Christina Y. Weng, MD, MBA: The fact that q8 week dosing in this patient is barely enough to get him to his next appointment reminds us that there are some patients who require more frequent dosing than what a drug’s label indicates.
Christopher G. Fuller, MD: Dr. London should be commended for his management of this case. Recalcitrant, outsized PEDs are veritable ticking time bombs. One is wise to beware an RPE rip while staying cognizant that inattention might usher in far larger hemorrhages.
CONCLUSION
Dr. Khanani: Retina specialists are tasked with applying clinical data to real-world cases. In this sense we have two roles: scientist and artist. The art of drug choice for our patients often allows clinicians to exercise both the left brain’s analytic capacity and the right brain’s creativity. By employing collaboration between art and science, we can often optimize results and limit vision loss for our patients.
1. Dugel PU, Koh A, Ogura Y, HAWK and HARRIER Study Investigators. HAWK and HARRIER: Phase 3, multicenter, randomized, double-masked trials of brolucizumab for neovascular age-related macular degeneration. Ophthalmology. 2020;127(1):72-84.

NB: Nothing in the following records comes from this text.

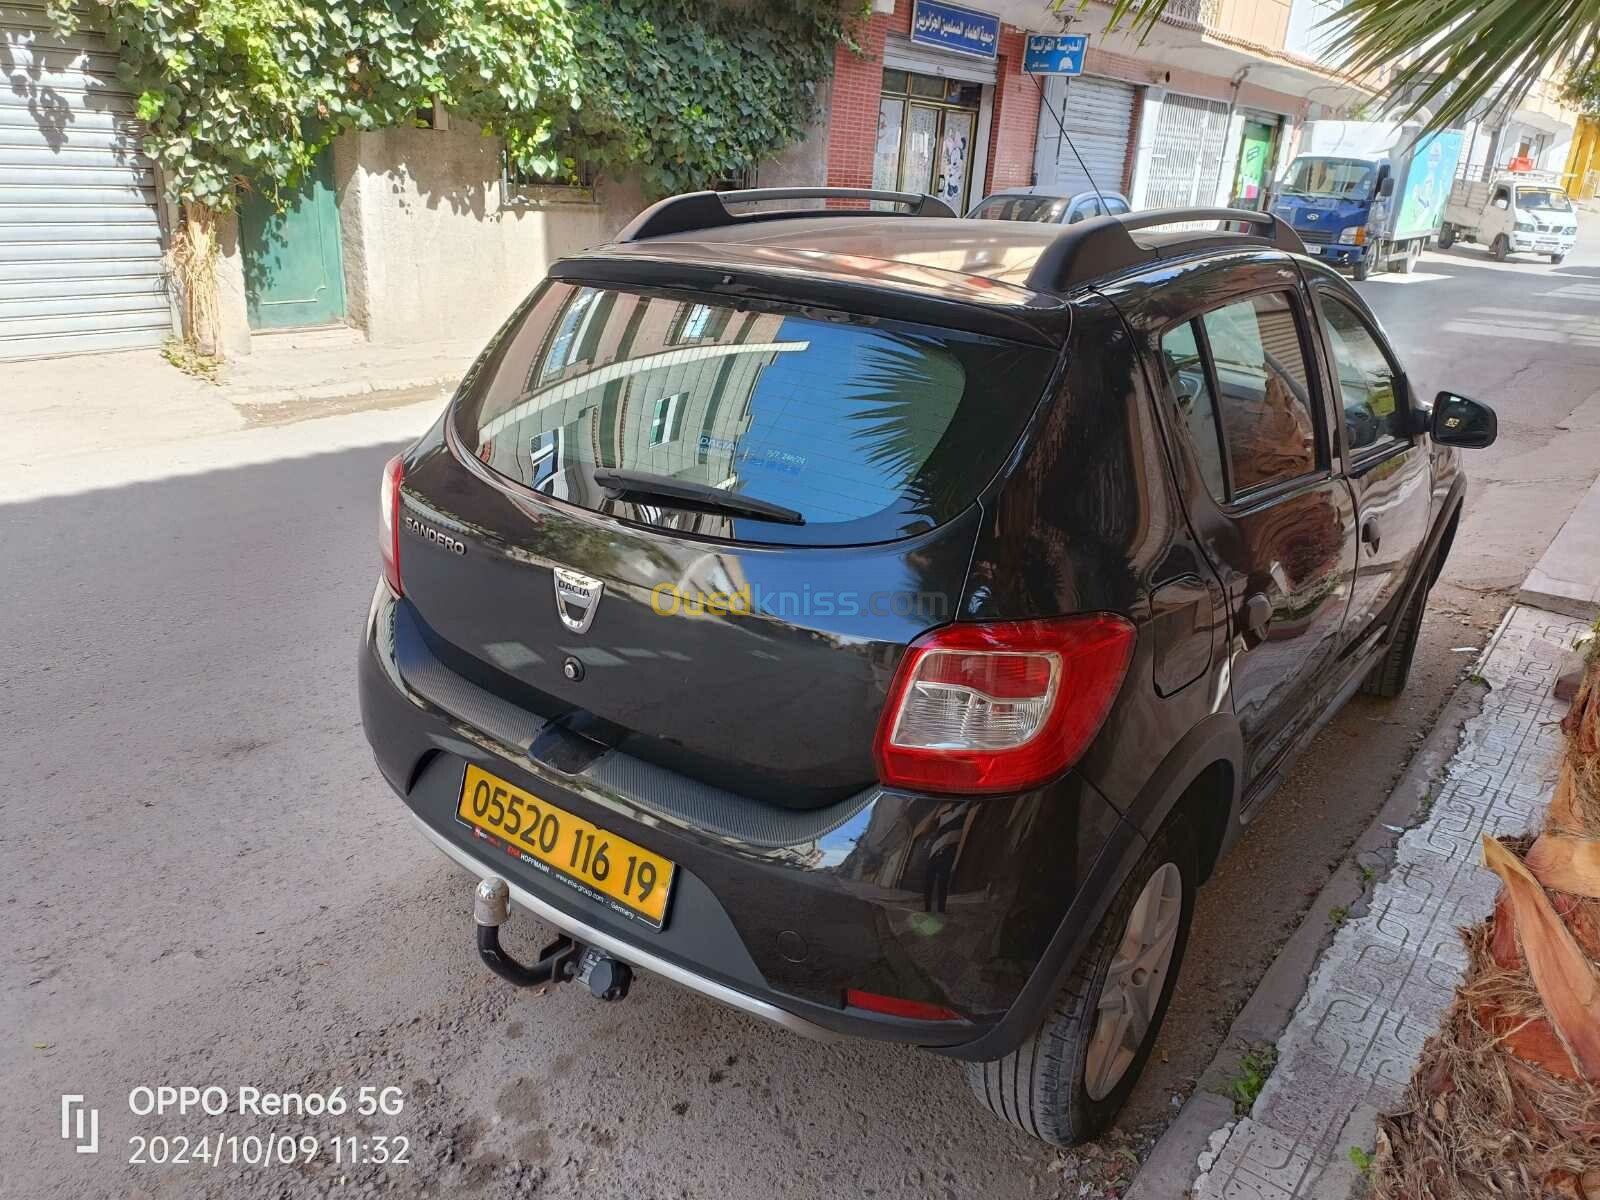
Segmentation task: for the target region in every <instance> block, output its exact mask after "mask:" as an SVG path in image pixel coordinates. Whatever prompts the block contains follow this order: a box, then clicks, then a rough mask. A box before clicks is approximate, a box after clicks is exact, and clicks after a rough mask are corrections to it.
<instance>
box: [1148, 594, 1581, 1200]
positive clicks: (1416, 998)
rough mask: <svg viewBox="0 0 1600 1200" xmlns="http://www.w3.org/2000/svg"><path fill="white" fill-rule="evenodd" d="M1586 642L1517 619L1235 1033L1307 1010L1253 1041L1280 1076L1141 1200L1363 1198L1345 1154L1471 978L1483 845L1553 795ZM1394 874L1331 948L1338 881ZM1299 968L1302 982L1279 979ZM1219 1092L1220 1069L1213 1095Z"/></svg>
mask: <svg viewBox="0 0 1600 1200" xmlns="http://www.w3.org/2000/svg"><path fill="white" fill-rule="evenodd" d="M1581 627H1582V622H1579V621H1574V619H1573V618H1566V616H1562V614H1557V613H1549V611H1542V610H1536V608H1526V606H1522V605H1514V606H1512V608H1510V610H1509V613H1507V614H1506V619H1504V621H1502V622H1501V626H1499V629H1498V630H1496V632H1494V637H1493V638H1491V640H1490V643H1488V646H1486V648H1485V650H1483V654H1482V658H1480V659H1478V672H1480V674H1482V675H1483V677H1486V678H1488V685H1490V690H1488V691H1483V690H1480V688H1478V686H1477V683H1475V682H1472V680H1469V683H1470V685H1472V686H1470V691H1469V690H1467V685H1464V686H1462V688H1461V690H1458V693H1456V696H1453V698H1451V702H1450V704H1448V706H1446V712H1445V714H1443V715H1442V718H1440V723H1438V725H1435V730H1434V734H1438V739H1435V736H1434V734H1430V736H1429V741H1427V742H1424V754H1419V755H1418V758H1414V760H1413V763H1411V766H1408V768H1406V773H1405V776H1402V782H1400V786H1398V787H1397V789H1395V790H1394V792H1392V794H1390V797H1389V800H1387V802H1386V805H1384V810H1382V811H1381V813H1379V818H1378V824H1379V826H1382V829H1370V830H1368V834H1366V835H1363V838H1362V840H1360V842H1357V845H1355V848H1354V851H1352V856H1350V859H1347V861H1346V862H1344V864H1342V866H1341V870H1339V872H1338V874H1336V877H1334V880H1333V882H1331V883H1330V888H1328V890H1325V891H1323V894H1322V896H1318V901H1317V904H1314V906H1312V912H1310V914H1309V917H1307V920H1306V923H1304V925H1302V926H1301V928H1299V930H1298V931H1296V934H1294V936H1293V938H1291V939H1290V944H1288V946H1286V947H1285V954H1283V955H1280V958H1278V962H1275V963H1274V966H1272V968H1270V970H1269V978H1267V979H1264V981H1262V987H1259V989H1258V992H1256V995H1253V997H1251V1000H1250V1003H1248V1005H1246V1010H1245V1013H1242V1014H1240V1021H1237V1022H1235V1030H1237V1032H1243V1034H1245V1037H1251V1035H1253V1034H1256V1032H1259V1030H1258V1029H1254V1027H1253V1026H1251V1022H1250V1021H1248V1019H1246V1016H1248V1014H1250V1013H1253V1011H1254V1013H1262V1011H1264V1013H1266V1014H1269V1016H1272V1013H1274V1008H1275V1006H1274V1005H1272V1003H1270V1000H1272V997H1270V992H1272V989H1274V984H1272V978H1274V976H1277V979H1278V990H1280V994H1282V997H1280V1000H1282V998H1283V997H1288V998H1293V997H1299V1000H1298V1003H1294V1005H1293V1011H1291V1013H1290V1019H1288V1022H1286V1024H1282V1026H1280V1022H1278V1021H1272V1026H1278V1029H1280V1032H1278V1035H1277V1037H1274V1035H1272V1034H1270V1030H1269V1032H1267V1037H1266V1038H1259V1037H1258V1038H1256V1040H1272V1042H1274V1043H1275V1046H1277V1051H1278V1061H1277V1067H1275V1070H1274V1072H1272V1075H1270V1077H1269V1078H1267V1082H1266V1086H1264V1088H1262V1090H1261V1094H1259V1096H1258V1098H1256V1099H1254V1104H1253V1106H1251V1110H1250V1114H1248V1115H1245V1117H1240V1118H1238V1120H1230V1122H1226V1123H1224V1125H1222V1126H1221V1128H1218V1130H1216V1131H1214V1133H1211V1134H1208V1139H1206V1147H1205V1152H1203V1154H1202V1155H1200V1158H1198V1160H1197V1162H1195V1163H1186V1162H1182V1160H1179V1158H1178V1154H1176V1149H1174V1150H1173V1152H1166V1154H1163V1155H1162V1158H1160V1162H1158V1163H1155V1165H1157V1171H1158V1173H1152V1176H1150V1181H1149V1184H1147V1186H1146V1189H1139V1187H1138V1182H1136V1189H1134V1190H1130V1192H1128V1195H1130V1197H1139V1195H1142V1197H1163V1198H1171V1197H1181V1195H1186V1194H1187V1195H1194V1197H1198V1198H1200V1200H1221V1197H1230V1198H1235V1200H1243V1198H1245V1197H1250V1198H1251V1200H1342V1198H1344V1197H1349V1195H1350V1192H1352V1189H1357V1187H1358V1184H1360V1170H1358V1168H1357V1166H1355V1163H1354V1162H1350V1158H1349V1155H1347V1150H1349V1147H1352V1146H1358V1147H1362V1149H1366V1147H1370V1146H1371V1142H1373V1136H1374V1130H1376V1122H1378V1115H1379V1112H1381V1110H1386V1109H1389V1107H1392V1106H1394V1104H1397V1102H1398V1101H1400V1098H1402V1094H1403V1091H1405V1088H1406V1085H1408V1083H1410V1078H1411V1072H1413V1069H1414V1062H1416V1059H1418V1054H1421V1051H1422V1045H1424V1042H1426V1040H1427V1037H1430V1035H1432V1034H1434V1032H1435V1030H1437V1027H1438V1018H1440V1014H1442V1013H1443V1010H1445V1008H1446V1006H1448V1003H1450V998H1451V995H1453V992H1454V987H1456V984H1458V982H1459V978H1461V970H1462V966H1464V965H1466V957H1464V952H1462V949H1461V942H1459V938H1458V934H1456V930H1458V926H1461V925H1467V923H1472V922H1475V920H1480V918H1482V917H1483V915H1486V914H1488V910H1490V907H1491V906H1493V902H1494V894H1496V891H1498V882H1496V880H1494V878H1493V875H1488V874H1486V872H1483V870H1482V869H1480V866H1478V853H1480V851H1478V838H1480V837H1482V835H1485V834H1488V835H1496V834H1507V832H1518V830H1523V829H1528V827H1530V826H1531V824H1533V822H1534V821H1536V819H1538V814H1539V813H1541V811H1542V808H1544V803H1546V798H1547V795H1549V789H1550V786H1552V784H1554V776H1555V763H1557V760H1558V755H1560V749H1562V734H1560V730H1558V728H1557V726H1558V720H1560V714H1562V710H1563V707H1565V706H1562V704H1560V702H1557V701H1555V699H1552V696H1550V685H1552V683H1554V680H1555V675H1557V670H1558V664H1560V661H1562V658H1563V654H1565V653H1566V648H1568V643H1570V640H1571V637H1573V634H1574V632H1578V630H1579V629H1581ZM1474 696H1475V699H1477V707H1478V710H1477V712H1475V714H1474V712H1470V710H1469V712H1467V714H1466V723H1464V725H1462V726H1461V731H1459V734H1458V730H1456V722H1458V720H1461V715H1459V709H1458V707H1456V706H1458V702H1461V701H1462V699H1467V702H1469V709H1470V701H1472V698H1474ZM1451 742H1454V747H1456V749H1454V752H1453V754H1451V752H1450V750H1448V747H1450V744H1451ZM1440 747H1443V749H1445V752H1443V754H1438V750H1440ZM1440 763H1443V771H1440V770H1438V765H1440ZM1434 779H1438V782H1440V786H1438V790H1437V792H1434V790H1432V789H1430V781H1434ZM1419 787H1421V794H1426V795H1430V797H1432V800H1434V803H1430V805H1429V806H1427V810H1424V813H1422V819H1421V821H1418V824H1416V826H1413V827H1411V829H1405V830H1402V829H1400V827H1398V821H1403V819H1405V816H1406V813H1405V810H1406V808H1410V806H1413V805H1414V803H1416V797H1418V795H1419V790H1418V789H1419ZM1374 838H1376V840H1374ZM1389 856H1392V862H1390V858H1389ZM1386 862H1390V869H1389V872H1387V874H1386V875H1384V877H1382V878H1379V880H1378V882H1376V885H1374V886H1373V890H1371V896H1370V898H1368V899H1370V910H1366V912H1360V914H1358V915H1354V917H1352V918H1349V920H1344V922H1342V923H1341V926H1339V928H1338V930H1336V931H1334V933H1333V936H1331V942H1330V939H1328V936H1326V930H1325V928H1322V926H1320V925H1318V917H1320V914H1322V912H1325V901H1326V899H1328V898H1330V893H1331V891H1336V890H1338V888H1339V886H1341V875H1342V877H1344V878H1350V874H1354V872H1355V870H1357V869H1358V866H1368V867H1374V866H1381V864H1386ZM1325 942H1330V944H1325ZM1296 950H1299V952H1301V954H1302V955H1304V957H1302V965H1301V966H1299V970H1298V971H1296V973H1293V974H1288V973H1283V974H1280V971H1278V968H1280V965H1283V963H1285V958H1290V957H1291V955H1294V952H1296ZM1318 950H1322V952H1320V954H1318ZM1307 962H1309V966H1307V965H1306V963H1307ZM1262 994H1269V995H1267V998H1266V1000H1262ZM1258 1002H1262V1003H1266V1008H1264V1010H1262V1008H1261V1005H1259V1003H1258ZM1278 1011H1282V1006H1280V1005H1278ZM1229 1050H1230V1046H1229V1048H1226V1050H1224V1053H1227V1051H1229ZM1232 1053H1237V1051H1232ZM1218 1059H1219V1061H1221V1059H1224V1054H1219V1056H1218ZM1218 1066H1219V1064H1218V1062H1214V1064H1213V1069H1216V1067H1218ZM1214 1078H1216V1077H1214V1075H1213V1070H1210V1069H1208V1072H1206V1075H1203V1077H1202V1086H1208V1085H1211V1083H1213V1080H1214ZM1224 1078H1226V1075H1224ZM1181 1118H1182V1114H1181ZM1192 1138H1194V1134H1190V1141H1189V1144H1194V1139H1192ZM1163 1141H1165V1139H1163ZM1157 1149H1158V1150H1160V1144H1158V1147H1157ZM1155 1158H1157V1155H1152V1162H1155ZM1197 1170H1198V1171H1200V1173H1198V1176H1195V1171H1197ZM1190 1178H1194V1182H1192V1184H1190ZM1142 1179H1144V1176H1142V1174H1141V1181H1142ZM1190 1187H1192V1192H1190V1190H1189V1189H1190Z"/></svg>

2. Baumal CR, Spaide RF, Vajzovic L, et al. Retinal vasculitis and intraocular inflammation after intravitreal injection of brolucizumab. Ophthalmology. 2020;127(10):1345-1359.
3. Witkin AJ, Hahn P, Murray TG. Occlusive retinal vasculitis following intravitreal brolucizumab. J Vitreoretin Dis. 2020;4(4):269-279.
4. Jain A, Chea S, Matsumiya, et al. Severe vision loss secondary to retinal arteriolar occlusions after multiple intravitreal brolucizumab administrations. Am J Ophthalmol Case Rep. 2020;18:100687.
5. Post-marketing Data. Available at: brolucizumab.info/post-marketing-data. Accessed: October 20, 2020.
6. American Society of Retina Specialists. ASRS Clinical Update. Member Update: Novartis-Appointed Safety Review Committee. Available at: asrs.org/clinical/clinical-updates/4013/Member-Update-Novartis-Appointed-Safety-Review-Committee-Reports-Initial-Broluci. Accessed: October 20, 2020.